Using GPUs in Genomic Sequencing
Shimon Ben David. July 28, 2020
What is genomic sequencing?
Genomic sequencing is the process of figuring out the DNA sequence of an organism such as a person, animal or even a virus. Genomic sequencing is used to detect diseases, develop vaccines, trace the origins of a person and other use cases. Genomic sequencing is performed by taking a DNA sample and running it through a sequencer that will produce a stream of DNA that will need to be analyzed and sorted.

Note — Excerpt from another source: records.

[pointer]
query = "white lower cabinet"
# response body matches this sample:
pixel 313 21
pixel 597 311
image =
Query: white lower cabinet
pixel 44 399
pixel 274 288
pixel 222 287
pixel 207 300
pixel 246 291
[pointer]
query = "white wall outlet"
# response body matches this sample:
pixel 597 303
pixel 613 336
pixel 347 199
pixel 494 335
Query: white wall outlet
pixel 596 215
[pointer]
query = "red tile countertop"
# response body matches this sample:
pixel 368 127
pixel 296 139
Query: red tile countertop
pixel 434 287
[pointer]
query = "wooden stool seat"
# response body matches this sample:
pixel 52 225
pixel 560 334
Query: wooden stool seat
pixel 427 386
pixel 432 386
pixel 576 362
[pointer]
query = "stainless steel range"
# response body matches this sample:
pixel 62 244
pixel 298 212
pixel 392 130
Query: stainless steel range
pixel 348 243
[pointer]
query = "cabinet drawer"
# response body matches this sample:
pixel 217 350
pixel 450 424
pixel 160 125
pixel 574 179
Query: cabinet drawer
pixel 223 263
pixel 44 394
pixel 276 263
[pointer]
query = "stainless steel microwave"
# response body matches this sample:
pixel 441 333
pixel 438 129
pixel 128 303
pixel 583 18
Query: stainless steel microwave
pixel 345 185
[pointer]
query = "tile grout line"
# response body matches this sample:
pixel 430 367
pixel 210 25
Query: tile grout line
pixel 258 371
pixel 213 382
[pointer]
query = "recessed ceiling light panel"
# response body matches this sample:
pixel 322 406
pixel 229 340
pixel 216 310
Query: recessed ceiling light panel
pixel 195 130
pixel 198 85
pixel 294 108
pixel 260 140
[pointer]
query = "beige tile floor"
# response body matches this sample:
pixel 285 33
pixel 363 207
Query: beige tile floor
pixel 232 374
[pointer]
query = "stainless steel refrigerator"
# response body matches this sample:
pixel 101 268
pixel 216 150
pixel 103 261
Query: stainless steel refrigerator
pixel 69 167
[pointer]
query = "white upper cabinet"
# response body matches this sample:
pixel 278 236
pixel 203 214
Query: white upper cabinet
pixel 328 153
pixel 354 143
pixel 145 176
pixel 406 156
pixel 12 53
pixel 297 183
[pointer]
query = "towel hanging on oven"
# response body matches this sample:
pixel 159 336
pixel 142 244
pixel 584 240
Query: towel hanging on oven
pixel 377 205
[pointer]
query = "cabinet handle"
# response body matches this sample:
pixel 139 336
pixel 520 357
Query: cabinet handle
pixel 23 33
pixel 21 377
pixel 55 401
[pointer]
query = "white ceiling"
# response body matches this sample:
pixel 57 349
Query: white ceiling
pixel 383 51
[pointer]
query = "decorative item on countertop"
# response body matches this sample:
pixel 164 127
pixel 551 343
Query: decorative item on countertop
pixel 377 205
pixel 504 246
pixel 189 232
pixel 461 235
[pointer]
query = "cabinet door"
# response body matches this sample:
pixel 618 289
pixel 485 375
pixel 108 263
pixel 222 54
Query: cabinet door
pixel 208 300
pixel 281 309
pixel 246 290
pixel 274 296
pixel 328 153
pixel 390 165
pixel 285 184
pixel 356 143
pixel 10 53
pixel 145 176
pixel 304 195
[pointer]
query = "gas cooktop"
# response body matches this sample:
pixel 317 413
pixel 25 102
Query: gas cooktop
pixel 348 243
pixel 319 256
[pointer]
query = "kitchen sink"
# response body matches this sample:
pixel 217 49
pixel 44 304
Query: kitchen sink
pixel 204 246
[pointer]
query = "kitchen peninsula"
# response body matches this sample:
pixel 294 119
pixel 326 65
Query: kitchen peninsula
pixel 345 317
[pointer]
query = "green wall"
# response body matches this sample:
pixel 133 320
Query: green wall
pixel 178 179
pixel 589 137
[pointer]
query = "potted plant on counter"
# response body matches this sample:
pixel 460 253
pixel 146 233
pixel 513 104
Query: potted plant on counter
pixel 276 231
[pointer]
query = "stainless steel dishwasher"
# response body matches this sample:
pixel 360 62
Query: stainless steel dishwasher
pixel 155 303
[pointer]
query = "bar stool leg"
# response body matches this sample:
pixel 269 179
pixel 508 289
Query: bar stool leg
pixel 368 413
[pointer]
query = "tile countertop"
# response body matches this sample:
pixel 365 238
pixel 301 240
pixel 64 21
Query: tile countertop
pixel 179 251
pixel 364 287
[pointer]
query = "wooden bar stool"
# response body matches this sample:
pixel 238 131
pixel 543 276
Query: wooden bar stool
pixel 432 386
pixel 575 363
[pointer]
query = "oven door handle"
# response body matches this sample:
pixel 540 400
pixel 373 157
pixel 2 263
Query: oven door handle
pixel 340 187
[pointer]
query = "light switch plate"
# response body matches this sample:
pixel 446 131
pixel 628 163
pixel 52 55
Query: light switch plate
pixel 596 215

DNA is the building block of organisms such as people, animals, germs, and other beings. There are two major types of sequencing, the original type is called Sanger sequencing and then there are newer types that are collectively called High Throughput Sequencing (HTS) or Next-Generation Sequencing (NGS). Each type of sequencing has its advantages as well as it’s requirements, some will require longer physical preparations while others would require more compute power to go over the results. The following steps would usually be involved when sequencing. Taking a DNA sample to be sequenced from the subject, preparing it in such a way that it will be ready for the sequencer and then running it through the genome sequencer which will produce a stream of DNA that will need to be aligned, analyzed and sorted. The eventual output is a text file that describes the DNA string. This output can then be compared to different populations to identify different traits, for example compare a person that is suspected of having a certain genetic disease with a population of people that are known to have it, will allow determining if that person has the same disease as well as decide which medication will have the best effect for a possible treatment. Another use case is comparing the sequenced results with different populations to identify ancestry, since populations that are more geographically and physically remote tend to differ more.
GPUs & Genomic Sequencing
The process of genomic sequencing is a lengthy one that requires going over massive amounts of data and therefore it takes a long time to produce results and may require multiple runs and iterations. While most sequencing labs are using the broad’s institute Genome Analysis Tool Kit (GATK) with a mixture of self-written applications that can accelerate it further. A trend that has started in the life science world is the usage of Graphic Processing Units (GPUs) to help accelerate that process significantly. This allows multiple steps within the process to complete faster and therefore allow for cheaper and faster sequencing overall.
The challenge of using GPUs in genomic sequencing is that in order to benefit from their performance there is a need to accommodate for the GPUs data requirements and make sure that the GPU is not waiting on data in order to proceed to the next steps. Since each step is different with different file formats and different access patterns and sizes this is not a trivial task. Additionally, after completing the accelerated workload using the GPUs there is a need to feed the GPUs with the next genome data so that they can immediately analyze that as well.
Conventional solutions where to copy the data to the local GPU server analyze it and the copy the results to a centralized low performance storage while copying new data to the local GPU server storage for new analysis.